Thursday, October 8, 2009

NCTQ report on Colorado

Thanks to the blog "kitchen table math, the sequel", I just found out about a report by the National Council on Teacher Quality that specifically focuses on my state, Colorado. I was most interested by the section recommending the adoption of Singapore Math statewide for the elementary grades:
Within the United States, Colorado’s performance against other states is itself quite mediocre, 28th in 4th grade mathematics and 18th in 8th grade mathematics according to the latest NAEP data, well below where it should be given Colorado’s relative wealth.

Singapore’s approach to elementary mathematics education first came to the attention of U.S. educators in 1997 with the release of the results of the Third International Mathematics and Science Study (TIMSS). Singapore’s fourth and eighth grade students placed first in mathematics, well ahead of students in the U.S. and other Western countries, and that performance has stayed strong. The Singapore system was lauded for providing “textbooks [that] build deep understanding of mathematical concepts while traditional U.S. textbooks rarely get beyond definitions and formulas (AIR report, 2005).” While countries such as Japan and Korea have also done well in international testing, Singapore is the only Asian country where English is the medium of instruction for all state-approved schools in grades K-12, meaning that their curriculum is written in English.

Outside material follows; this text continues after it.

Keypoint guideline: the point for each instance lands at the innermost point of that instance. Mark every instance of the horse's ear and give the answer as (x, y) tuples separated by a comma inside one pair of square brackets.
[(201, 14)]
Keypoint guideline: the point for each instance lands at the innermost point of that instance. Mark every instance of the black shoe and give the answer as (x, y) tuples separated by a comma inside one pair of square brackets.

Singapore’s curriculum offers another advantage to states like Colorado with growing numbers of English Language Learners. Only 20 percent of the students who come to school in Singapore can speak English, the language of schooling. Because of that dynamic, the curriculum is sensitive to the limited understanding of non-English speaking students.
As a mother with a bachelors degree in mathematics, I'm going to seek the best math curriculum I can for my children. "Fuzzy" math with little mastery just won't cut it, and as long as my local school district uses the Everyday Math curriculum, we will be voting with our feet against it by either homeschooling or going to a charter school. Is there a chance the local school administration will pay attention to this report and actually adopt Singapore Math?